When it is a healing they need, the people at Christian Bend, Tennessee, turn to one woman--Burdy Luttrell. Melungeon by birth, Burdy learned the therapeutic properties of roots from the women in her family. When Burdy discovers that Lincoln Memorial University is hosting a class on healing roots, she persuades her friend, Mayne, to drive her up. The two women make a fateful stop at Laidlow Pharmacy at Bean Station where an armed gunman executes three people and critically injures another. Burdy--the woman able to cure others--is now fighting for her life at University of Tennessee Medical Center in Knoxville. One thing is keeping Burdy alive--she has to tell Rain, the boy she has cared for since birth, the secret she's kept from him all these years. 
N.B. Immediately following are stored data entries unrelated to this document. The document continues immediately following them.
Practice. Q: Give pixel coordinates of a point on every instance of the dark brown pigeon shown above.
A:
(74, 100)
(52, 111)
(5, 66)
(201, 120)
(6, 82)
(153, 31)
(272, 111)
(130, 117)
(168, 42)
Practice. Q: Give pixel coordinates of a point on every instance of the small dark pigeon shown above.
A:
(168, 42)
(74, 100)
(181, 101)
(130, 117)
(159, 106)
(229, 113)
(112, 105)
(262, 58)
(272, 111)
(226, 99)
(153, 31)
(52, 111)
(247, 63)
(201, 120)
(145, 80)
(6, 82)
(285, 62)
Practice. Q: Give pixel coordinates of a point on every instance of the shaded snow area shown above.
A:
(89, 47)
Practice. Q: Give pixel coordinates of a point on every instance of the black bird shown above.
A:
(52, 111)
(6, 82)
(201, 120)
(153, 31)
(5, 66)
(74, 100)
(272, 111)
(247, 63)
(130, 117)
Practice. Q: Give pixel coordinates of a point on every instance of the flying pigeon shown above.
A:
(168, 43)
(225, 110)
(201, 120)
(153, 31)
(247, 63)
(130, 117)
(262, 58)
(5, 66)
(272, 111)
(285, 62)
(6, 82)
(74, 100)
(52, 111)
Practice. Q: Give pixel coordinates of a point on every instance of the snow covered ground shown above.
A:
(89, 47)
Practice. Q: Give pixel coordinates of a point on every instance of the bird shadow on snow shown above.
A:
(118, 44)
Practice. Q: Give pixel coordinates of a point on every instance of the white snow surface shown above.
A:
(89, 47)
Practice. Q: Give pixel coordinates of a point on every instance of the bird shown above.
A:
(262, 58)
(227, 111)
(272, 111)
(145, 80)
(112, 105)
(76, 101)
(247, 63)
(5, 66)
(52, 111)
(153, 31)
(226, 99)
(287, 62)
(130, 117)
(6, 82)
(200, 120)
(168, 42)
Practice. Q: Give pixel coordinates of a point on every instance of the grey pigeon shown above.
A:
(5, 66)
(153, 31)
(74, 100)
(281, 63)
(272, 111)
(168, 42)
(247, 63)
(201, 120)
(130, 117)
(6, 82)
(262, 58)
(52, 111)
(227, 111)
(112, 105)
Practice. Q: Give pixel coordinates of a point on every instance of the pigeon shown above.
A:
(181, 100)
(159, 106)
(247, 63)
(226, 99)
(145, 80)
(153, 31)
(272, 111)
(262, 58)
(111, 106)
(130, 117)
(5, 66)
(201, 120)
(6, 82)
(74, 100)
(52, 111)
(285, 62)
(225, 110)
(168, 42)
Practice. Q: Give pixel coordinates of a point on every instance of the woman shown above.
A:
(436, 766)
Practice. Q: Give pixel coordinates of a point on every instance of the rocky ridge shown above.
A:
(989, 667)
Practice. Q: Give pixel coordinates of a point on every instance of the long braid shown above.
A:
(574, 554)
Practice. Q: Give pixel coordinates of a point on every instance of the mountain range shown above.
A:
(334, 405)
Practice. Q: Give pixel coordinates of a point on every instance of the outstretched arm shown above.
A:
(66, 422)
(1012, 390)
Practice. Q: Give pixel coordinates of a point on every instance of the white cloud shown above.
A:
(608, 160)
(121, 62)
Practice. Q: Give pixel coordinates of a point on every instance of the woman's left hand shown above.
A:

Rain was a deaf toddler when his father Zebulon Hurd was reported presumed dead following the Normandy Invasion. The news sent Maizee Hurd, Rain's mother, headlong into a mental collapse from which she never recovered. When the now grown Rain gets word that Burdy has been shot, he leaves his job in Rhode Island and rushes back home to Tennessee, completely unaware of Burdy's secrets and how the shooting at Bean Station will transport them all to another time and place--1950s, Bayeux, France. 

Karen Spears Zacharias has crafted a mesmerizing novel of tragedy and transformation, a beautiful rendering of fact and fiction, and a tenderhearted narrative of survivors and the battles they face.